Emin amca bazen ağaçlarda işaret var mı diye beni görevlendiriyor, bir koşu bakıyorum hepsine. Bugün okul çıkışı da yaşlı bir nine yanına çağırdı beni, tanımam etmem, belki annemgiller tanıyordur. Sepet dolusu domates verdi, Döndülerin avlunun eşiğindeki merdivenin oraya koyacakmışım, eve gideceğim işim var dedim dinlemedi bile beni. Zaten çantam ağır bir de yokuş çıkıp domates taşıyacağım. Küçüğüm diye her istediklerini yaptırıyorlar halbuki ben de onlar kadar meşgulüm. Babamla birlikte evden çıkıyoruz o tarlaya gidiyor, ben okula. Bütün gün ikimiz de bir şeylerle uğraşıyoruz. Bazen sınıfın camından dışarı bakıyorum, kuşlar ne güzel istedikleri gibi özgürler diye düşünürken öğretmen perdeyi çekiyor, hayal kurmama bile izin verilmiyor. Her gün ödevim var, yazılılardan yüksek not almam lazım, Saffet abi büyük adam ama ikimizin de aynı dertleri var hem de ben daha küçücüğüm. Tüm bu sorumluluklar yetmezmiş gibi bir de yumurta taşıyorum 40 günlük. Halam sorumluluk bilincini öğreneyim diye yaptırıyor biliyorum, babamla konuşurlarken duydum. Benim zaten bir sürü sorumluluğum yetmezmiş gibi. Şimdi bir de bu nine bana sepet dolusu domatesi verdi, yokuşu çıkana kadar çok yoruldum, biraz dinleneyim derken domatesin biri düştü yere, onu alacakken kırıldı işte yumurta!
Müzikli saatime kavuşmama çok az kalmıştı, ne yapacağım şimdi? Belki de kimse bilmezse hilelik olmaz diye kümesten bir tane yumurta aldım gizlice, kırılanın aynısından buldum, sonuçta bunu yapmak da kolay olmadı, tavuklar üzerime koşturdu hep. Bana kalsa ne hilelik yapmama gerek vardı ne de çiğ yumurtayı günlerce taşımama. Hep kuralların olmasından sıkıldım artık. Halbuki sadece müzikli saatimden olsun, onu çaldırayım istemiştim, çok mu?

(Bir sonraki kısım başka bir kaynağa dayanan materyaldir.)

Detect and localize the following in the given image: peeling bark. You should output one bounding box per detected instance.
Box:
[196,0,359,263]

Muzaffer abi şehre gitmişti, neyse ki geri döndü film çekmek için. Muzaffer abinin çok parası olmadığından hepimiz artist olacağız. Bu kargaşada kimse anlamaz belki benim yeni yumurtamı da. Halam hiç istemiyor, oyunculuk onlara göre değilmiş. Emin amca zaten tetikte, film işleri yüzünden ormancıları kaçırırım diye korkuyor. Buna rağmen oğlunu da kıramadığı için çekimlere doğru yola koyuluyorlar, halamla konuşurlarken duydum, diyordu ki:
“Ben bu mayıs aylarını sevmem, hep içime bir sıkıntı çöker, hep bir terslik olur.”